Both types of bone glues are initially conditioned by cleansing

with water and/or dilute acid solutions. The glue is extracted

in pressure tanks with a series of steam and hot water

applications. The dilute glue solutions are filtered or centrifuged

to remove suspended particles and free grease, followed by

vacuum evaporation, drying, and grinding.

Animal glues contain preservatives added during

manufacture to provide adequate protection under conditions of

normal usage and may contain foam control agents, depending

upon the end use.

Commercial Grades and Specifications

Animal glues are graded according to standard methods

developed and adopted by the National Association of Glue

Manufacturers (NAGM). Grades are based on gel strength and

viscosity values.

It is common to market animal glue under brand names or

grade designations identified by the midpoint gram values shown

in Table 1 or by National Association of Glue Manufacturers’

grade number.

Table 2 lists the typical properties of hide and bone types

of glues.

Viscosity of animal glue solutions vary over a wide range,

depending upon grade, concentration, and temperature. Table 3

lists typical viscosity values at 140ºF for a range of dry glue grades

at various concentrations.

CASEIN GLUES AND ADHESIVES

Introduction

Casein is milk protein, obtained from skimmed milk by

precipitation with sulphuric, hydrochloric or lactic acid, to a pH

of about 4.5.100 kgs. of milk usually yields about 3 kgs. of casein.

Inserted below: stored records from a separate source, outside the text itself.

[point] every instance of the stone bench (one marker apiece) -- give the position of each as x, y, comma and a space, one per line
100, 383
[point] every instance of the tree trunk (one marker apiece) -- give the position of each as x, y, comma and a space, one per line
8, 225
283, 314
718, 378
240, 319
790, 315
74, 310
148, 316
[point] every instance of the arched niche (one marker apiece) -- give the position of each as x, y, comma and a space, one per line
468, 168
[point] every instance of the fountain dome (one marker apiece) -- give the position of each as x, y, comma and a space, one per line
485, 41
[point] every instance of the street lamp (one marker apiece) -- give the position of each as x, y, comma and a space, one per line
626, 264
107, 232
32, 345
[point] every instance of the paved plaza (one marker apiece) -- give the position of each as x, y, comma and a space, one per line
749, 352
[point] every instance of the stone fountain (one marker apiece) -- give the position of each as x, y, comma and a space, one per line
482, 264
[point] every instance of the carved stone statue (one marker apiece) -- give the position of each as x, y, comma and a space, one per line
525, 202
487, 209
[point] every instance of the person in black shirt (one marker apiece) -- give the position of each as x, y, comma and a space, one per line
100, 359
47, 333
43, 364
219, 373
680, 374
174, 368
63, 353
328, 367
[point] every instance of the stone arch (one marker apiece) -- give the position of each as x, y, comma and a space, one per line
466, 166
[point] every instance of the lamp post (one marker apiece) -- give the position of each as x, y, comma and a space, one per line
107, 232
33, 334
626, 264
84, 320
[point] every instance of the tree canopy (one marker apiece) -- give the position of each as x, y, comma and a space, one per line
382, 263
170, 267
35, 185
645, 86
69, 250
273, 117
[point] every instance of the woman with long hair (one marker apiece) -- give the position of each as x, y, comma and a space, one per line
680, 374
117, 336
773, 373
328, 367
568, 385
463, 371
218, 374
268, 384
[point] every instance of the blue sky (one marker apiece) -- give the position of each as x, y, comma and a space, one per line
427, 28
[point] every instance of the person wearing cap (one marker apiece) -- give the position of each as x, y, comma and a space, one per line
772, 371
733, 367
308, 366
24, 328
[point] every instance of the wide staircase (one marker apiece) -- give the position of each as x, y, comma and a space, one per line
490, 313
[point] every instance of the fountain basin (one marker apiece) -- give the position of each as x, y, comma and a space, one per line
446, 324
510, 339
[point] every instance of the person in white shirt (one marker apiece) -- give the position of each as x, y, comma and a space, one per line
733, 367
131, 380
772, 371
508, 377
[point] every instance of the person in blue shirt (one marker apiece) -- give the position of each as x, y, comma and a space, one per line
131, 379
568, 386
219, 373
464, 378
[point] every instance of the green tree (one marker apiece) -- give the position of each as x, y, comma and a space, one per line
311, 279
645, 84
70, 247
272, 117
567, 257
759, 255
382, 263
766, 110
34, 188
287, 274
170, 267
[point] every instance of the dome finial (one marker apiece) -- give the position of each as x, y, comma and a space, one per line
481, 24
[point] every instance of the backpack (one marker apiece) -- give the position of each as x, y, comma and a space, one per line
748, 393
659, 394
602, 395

The precipitated casein is filtered, washed thoroughly, ground

and screened to get 20 mesh or finer product for glue

manufacture. Commercial casein contains about 80-90 per cent

of protein, 1-4 per cent ash, 0-1-3 per cent of butter fat, 7-10

per cent moisture, 0-4 per cent lactose and 0-3 per cent acids

expressed as lactic acid. The composition and amounts of

impurities depend on, among other factors, the method of

manufacture. Reunet casein is not, as it is, suitable for glue

manufacture due to high ash content.

Properties

Casein is an off white powder. Its molecular weight is about

13000-19,000. It is insoluble in water at its isolectric point pH

4.6; the solubility increasing acidity or alkalinity, in the latter

it is more readily soluble. Fixed alkalies like sodium hydroxide,

remain in the glue line as sodium caseinate, a soluble salt while

calcium hydroxide on which water-resistant wood glues are

based, forms insoluble calcium caseinate in the glue line.

Similar insoluble caseinates are formed by zinc, chromium and

aluminium salts etc. Casein powder has a shelf life of above 1

year at 20ºC.

Casein adhesives are unsuitable for outdoor use although

they are more resistant to temperature changes and moisture than

other water-based adhesives. Resistance to dry heat up to 70ºC

is good, but under damp conditions the adhesives lose strength

and are subject to biodeterioration. Their resistance to organic

solvents is generally good. Casein adhesives are often compounded

with materials such as latex and dialdehyde starch to improve

durability. Strong alkaline nature of mixed casein adhesives often

affects the bonding of timber with high resin or oil content by virtue

of a saponification action on poorly wetting surface contamination.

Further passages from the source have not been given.